Homework #2

  1. Identify the following tensor notation quantities. The first one is done to demonstrate what's requested.

    Tensor NotationNameVector NotationExpanded
    A.\(a_i b_i\)Vector Dot Product\({\bf a} \cdot {\bf b}\)\(a_x b_x + a_y b_y + a_z b_z\)
    B.\(\epsilon_{rst} a_r b_t\)No need to expand
    C.\(A_{rs} B_{ts}\)No need to expand
    E.\(\boldsymbol{\sigma}_{ij,j}\)No need to expand

  2. Demonstrate that starting with: \( \qquad \epsilon_{ijk} \epsilon_{lmn} = \delta_{il} (\delta_{jm} \delta_{kn} - \delta_{jn} \delta_{km}) + \delta_{im} (\delta_{jn} \delta_{kl} - \delta_{jl} \delta_{kn}) + \delta_{in} (\delta_{jl} \delta_{km} - \delta_{jm} \delta_{kl}) \)

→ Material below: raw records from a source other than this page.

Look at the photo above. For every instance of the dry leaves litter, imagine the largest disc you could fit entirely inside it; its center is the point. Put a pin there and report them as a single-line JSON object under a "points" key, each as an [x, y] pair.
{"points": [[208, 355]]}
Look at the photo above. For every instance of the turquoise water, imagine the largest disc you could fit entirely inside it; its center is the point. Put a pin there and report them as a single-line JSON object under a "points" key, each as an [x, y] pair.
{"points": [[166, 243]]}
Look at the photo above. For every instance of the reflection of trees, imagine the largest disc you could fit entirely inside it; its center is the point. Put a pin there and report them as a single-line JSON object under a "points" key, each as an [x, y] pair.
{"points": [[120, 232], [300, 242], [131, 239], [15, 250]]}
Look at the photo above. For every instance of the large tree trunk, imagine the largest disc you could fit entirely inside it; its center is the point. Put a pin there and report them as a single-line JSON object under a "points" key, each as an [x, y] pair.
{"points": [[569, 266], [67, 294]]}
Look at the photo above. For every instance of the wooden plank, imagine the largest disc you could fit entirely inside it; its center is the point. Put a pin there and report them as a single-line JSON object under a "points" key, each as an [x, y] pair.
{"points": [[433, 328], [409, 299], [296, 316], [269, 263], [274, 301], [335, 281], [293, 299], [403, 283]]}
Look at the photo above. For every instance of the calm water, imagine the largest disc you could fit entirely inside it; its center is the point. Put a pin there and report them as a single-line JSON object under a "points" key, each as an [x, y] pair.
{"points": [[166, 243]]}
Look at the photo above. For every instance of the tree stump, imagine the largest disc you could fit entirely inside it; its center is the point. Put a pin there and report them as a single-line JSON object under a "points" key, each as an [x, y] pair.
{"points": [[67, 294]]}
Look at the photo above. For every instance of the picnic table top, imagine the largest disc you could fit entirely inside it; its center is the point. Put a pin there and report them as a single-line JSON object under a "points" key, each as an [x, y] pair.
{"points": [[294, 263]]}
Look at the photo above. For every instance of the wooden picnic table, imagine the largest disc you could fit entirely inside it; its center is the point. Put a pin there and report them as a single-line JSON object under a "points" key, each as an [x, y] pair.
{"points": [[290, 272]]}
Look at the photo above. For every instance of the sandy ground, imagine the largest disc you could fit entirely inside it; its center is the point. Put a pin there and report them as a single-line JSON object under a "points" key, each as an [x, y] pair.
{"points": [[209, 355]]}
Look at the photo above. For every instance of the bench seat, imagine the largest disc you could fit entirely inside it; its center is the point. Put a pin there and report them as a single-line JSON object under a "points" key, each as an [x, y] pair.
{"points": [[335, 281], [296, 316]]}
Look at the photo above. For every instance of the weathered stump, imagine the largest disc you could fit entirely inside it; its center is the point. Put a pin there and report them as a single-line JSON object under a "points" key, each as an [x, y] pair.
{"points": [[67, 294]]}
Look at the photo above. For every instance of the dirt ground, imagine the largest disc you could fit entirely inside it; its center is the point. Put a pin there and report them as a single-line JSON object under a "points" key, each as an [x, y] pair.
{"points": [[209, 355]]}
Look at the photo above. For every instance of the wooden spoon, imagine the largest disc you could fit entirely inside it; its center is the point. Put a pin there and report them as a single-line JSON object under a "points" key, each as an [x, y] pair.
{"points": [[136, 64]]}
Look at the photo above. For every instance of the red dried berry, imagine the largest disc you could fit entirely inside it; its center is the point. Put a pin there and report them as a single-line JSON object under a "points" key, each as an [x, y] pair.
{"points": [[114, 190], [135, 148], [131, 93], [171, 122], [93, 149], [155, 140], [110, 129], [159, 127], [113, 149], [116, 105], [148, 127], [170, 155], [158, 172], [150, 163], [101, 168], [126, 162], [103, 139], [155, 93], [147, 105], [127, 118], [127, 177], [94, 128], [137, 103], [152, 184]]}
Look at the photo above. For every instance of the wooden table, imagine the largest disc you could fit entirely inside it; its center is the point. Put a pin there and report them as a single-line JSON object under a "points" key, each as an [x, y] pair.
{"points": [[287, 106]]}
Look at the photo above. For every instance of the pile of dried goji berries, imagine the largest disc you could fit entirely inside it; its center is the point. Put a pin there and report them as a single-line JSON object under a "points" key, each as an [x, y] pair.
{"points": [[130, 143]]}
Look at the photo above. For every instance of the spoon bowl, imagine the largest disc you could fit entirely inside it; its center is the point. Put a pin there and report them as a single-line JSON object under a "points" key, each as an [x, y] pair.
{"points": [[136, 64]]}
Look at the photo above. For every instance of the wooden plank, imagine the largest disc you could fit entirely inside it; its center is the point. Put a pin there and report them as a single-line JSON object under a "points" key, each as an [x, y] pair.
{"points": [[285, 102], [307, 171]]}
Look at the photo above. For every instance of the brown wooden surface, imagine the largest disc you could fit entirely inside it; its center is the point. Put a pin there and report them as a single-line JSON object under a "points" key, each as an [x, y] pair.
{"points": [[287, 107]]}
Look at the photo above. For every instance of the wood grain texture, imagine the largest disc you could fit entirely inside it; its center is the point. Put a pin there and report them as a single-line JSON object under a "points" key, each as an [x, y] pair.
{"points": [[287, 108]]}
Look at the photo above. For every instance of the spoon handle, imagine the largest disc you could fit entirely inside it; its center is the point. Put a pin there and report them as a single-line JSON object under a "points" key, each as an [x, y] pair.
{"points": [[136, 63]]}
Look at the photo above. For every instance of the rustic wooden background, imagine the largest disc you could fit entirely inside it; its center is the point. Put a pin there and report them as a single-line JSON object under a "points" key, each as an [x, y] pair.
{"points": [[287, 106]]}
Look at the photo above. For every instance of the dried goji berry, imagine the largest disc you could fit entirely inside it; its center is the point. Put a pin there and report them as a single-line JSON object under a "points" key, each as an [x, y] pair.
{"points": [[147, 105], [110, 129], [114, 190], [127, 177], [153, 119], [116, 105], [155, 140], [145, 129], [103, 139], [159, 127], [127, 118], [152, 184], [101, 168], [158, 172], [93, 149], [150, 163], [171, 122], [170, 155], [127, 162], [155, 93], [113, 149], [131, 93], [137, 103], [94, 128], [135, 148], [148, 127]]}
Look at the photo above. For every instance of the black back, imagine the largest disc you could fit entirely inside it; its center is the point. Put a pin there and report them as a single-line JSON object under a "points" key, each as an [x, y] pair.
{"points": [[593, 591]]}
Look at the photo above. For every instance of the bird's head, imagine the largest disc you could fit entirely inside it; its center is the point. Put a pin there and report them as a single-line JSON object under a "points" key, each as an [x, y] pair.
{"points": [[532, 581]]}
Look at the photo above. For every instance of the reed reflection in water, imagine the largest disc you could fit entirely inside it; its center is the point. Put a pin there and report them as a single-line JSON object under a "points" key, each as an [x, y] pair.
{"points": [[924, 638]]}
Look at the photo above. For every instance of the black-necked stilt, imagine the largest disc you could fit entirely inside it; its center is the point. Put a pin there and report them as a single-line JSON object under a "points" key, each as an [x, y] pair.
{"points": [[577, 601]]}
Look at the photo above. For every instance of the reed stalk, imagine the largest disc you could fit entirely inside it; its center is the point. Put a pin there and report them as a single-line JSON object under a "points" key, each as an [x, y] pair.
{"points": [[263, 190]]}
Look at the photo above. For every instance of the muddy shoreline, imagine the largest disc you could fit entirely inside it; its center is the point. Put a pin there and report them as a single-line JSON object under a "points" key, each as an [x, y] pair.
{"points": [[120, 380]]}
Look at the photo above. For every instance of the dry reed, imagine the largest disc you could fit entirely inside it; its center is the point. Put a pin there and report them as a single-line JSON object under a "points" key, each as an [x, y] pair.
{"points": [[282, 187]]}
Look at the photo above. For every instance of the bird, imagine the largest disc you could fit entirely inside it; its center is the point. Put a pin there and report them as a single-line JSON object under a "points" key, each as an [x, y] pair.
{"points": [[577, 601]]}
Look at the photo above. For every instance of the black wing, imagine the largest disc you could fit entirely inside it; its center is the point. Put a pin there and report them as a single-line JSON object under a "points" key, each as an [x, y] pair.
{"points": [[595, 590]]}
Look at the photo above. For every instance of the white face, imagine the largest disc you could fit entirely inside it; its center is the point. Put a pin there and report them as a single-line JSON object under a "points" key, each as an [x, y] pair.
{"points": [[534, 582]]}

    and multiplying both sides through by \(\delta_{il}\) produces: \( \qquad \epsilon_{ijk} \epsilon_{imn} = \delta_{jm} \delta_{kn} - \delta_{jn} \delta_{km} \)

  3. Show that \[ \nabla \times ({\bf u} \times {\bf v}) = ({\bf v} \cdot \nabla){\bf u} - {\bf v} (\nabla \cdot {\bf u}) + {\bf u} (\nabla \cdot {\bf v}) - ({\bf u} \cdot \nabla){\bf v} \]

  4. We've done the simpler version of this in class. This time, invert Hooke's Law for strain as a function of stress, to get stress as a function of strain, but with thermal expansion thrown into the mix.

    The starting point is

    \[ \epsilon_{ij} = {1 \over E} \left[ (1+\nu) \sigma_{ij} - \delta_{ij} \, \nu \, \sigma_{kk} \right] + \delta_{ij} \, \alpha (T - T_{ref}) \]
    where \(\alpha\) is the thermal expansion coefficient, and \(T\) and \(T_{ref}\) are temperatures.